The novel is named for a person who engages in the act of vivisection, which is the practice of killing animals to study them for science. It comes up directly in the text when Mrs. Courtney takes it on as her new cause, unable to bear the thought of suffering animals. Throughout the novel vivisection takes on symbolic meaning as it relates to the figure of the artist who picks his subjects apart in an attempt to find some inner truth and understanding. Hurtle frequently refers to "God the vivisector" and there are dozens of images of dying animals peppered throughout the text, some even suffocating and drowning as Mrs. Courtney originally feared.

Lantana Plants (symbol)

Of all the recurring imagery in the novel, the lantana plants are ones that stick out, namely for the way they come to accrue symbolic resonance. The lantana plants are ever-present, appearing all throughout Duffield's life, whether he is gazing at them through his window or he is meeting Cutbush at the bench beside them or depicting them in one of his paintings.
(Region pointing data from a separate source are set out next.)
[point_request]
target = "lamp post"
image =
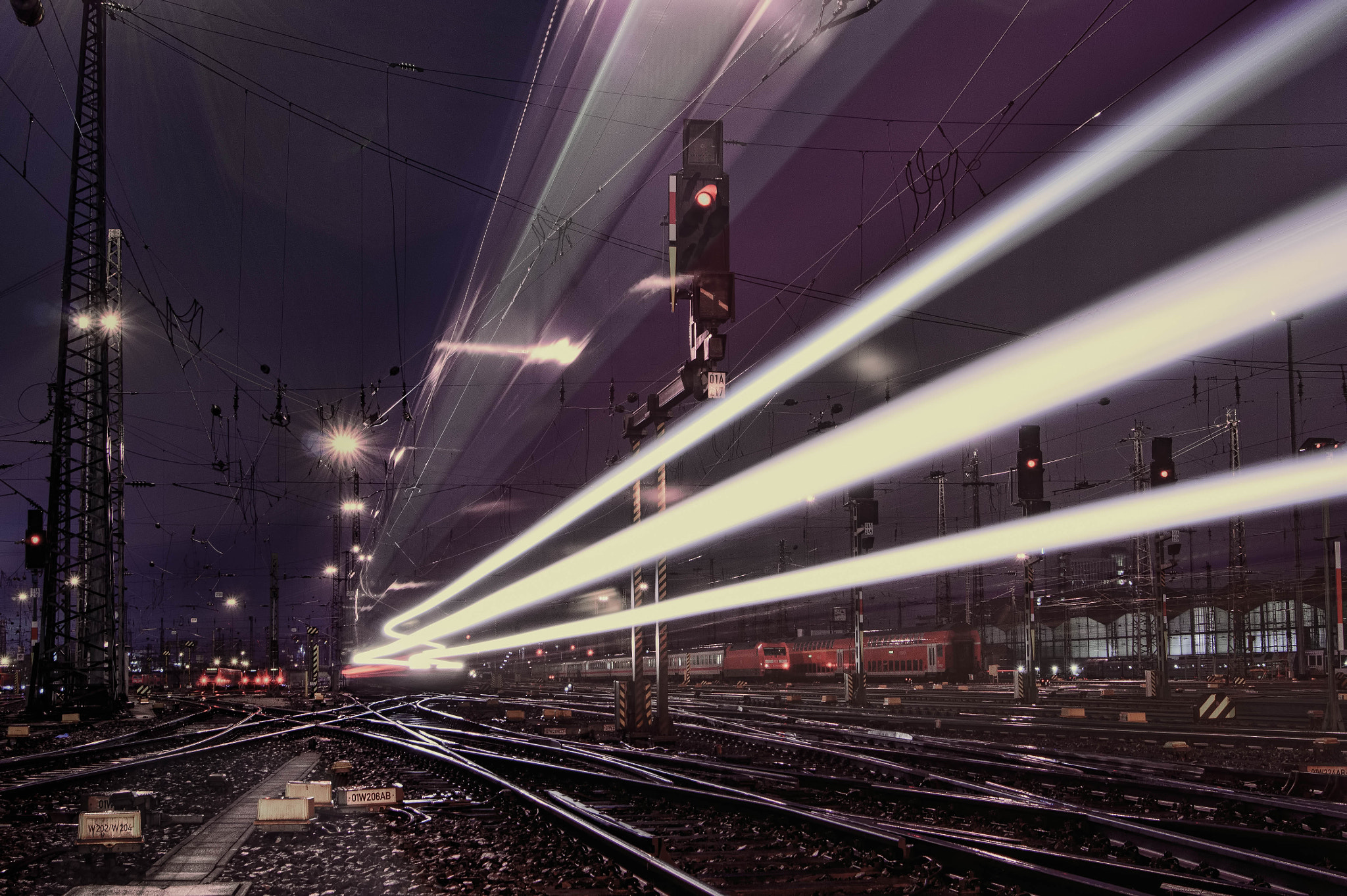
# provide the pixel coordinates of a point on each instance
(1333, 715)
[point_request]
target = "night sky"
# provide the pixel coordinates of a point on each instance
(301, 204)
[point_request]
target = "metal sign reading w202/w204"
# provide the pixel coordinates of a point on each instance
(114, 832)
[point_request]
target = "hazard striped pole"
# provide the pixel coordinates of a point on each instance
(1333, 713)
(1338, 573)
(637, 599)
(672, 240)
(664, 726)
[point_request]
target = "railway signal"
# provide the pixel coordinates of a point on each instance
(36, 542)
(865, 515)
(1029, 473)
(1333, 596)
(1163, 461)
(699, 273)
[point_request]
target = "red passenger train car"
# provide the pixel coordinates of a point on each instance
(954, 654)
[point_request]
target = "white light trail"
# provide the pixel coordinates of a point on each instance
(1281, 268)
(555, 353)
(1000, 225)
(1245, 493)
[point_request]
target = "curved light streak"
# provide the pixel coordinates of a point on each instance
(965, 249)
(1245, 493)
(1286, 266)
(560, 352)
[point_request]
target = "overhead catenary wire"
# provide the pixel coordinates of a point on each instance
(1014, 220)
(1218, 497)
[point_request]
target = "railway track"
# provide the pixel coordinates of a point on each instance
(779, 806)
(1137, 841)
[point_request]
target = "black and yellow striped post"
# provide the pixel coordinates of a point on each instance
(622, 704)
(312, 680)
(636, 717)
(663, 724)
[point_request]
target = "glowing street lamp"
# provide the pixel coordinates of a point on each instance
(344, 443)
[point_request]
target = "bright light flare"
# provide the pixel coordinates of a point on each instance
(344, 443)
(996, 227)
(1280, 268)
(562, 352)
(1245, 493)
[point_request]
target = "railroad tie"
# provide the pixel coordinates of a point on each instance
(203, 857)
The lantana plants serve as a stand-in for the entire outside world; rather than name or describe many elements of the world outside his studio and his paintings, the lantana plants signify that world and the people in it who might be watching on as passersby.

Offal (symbol)

White frequently employs all manner of offal, from invoking the intestines of the vivisected animals, to Rhoda feeding her cats hearts, to talk of sheep guts torn out by hand, to Rhoda and Duffield eating some kind of horse organ. All of this blood and guts (as well as excrement, bodily fluids, and dead matter) serves to remind us of human weakness, which is Duffield's primary interest as a painter, and clearly one of White's interests as a writer.

The Color Blue (symbol)

That a novel of such lofty questions ends so earnestly on an answer puts a lot of pressure on that final image to succeed. As Duffield works away at his God painting, near death, White avoids the trappings of a more precise answer by pivoting to the symbolic realm: what does Duffield see as the highest aesthetic reach toward God? Blue – the color of the heavens, the color of the third eye, of water and the sky.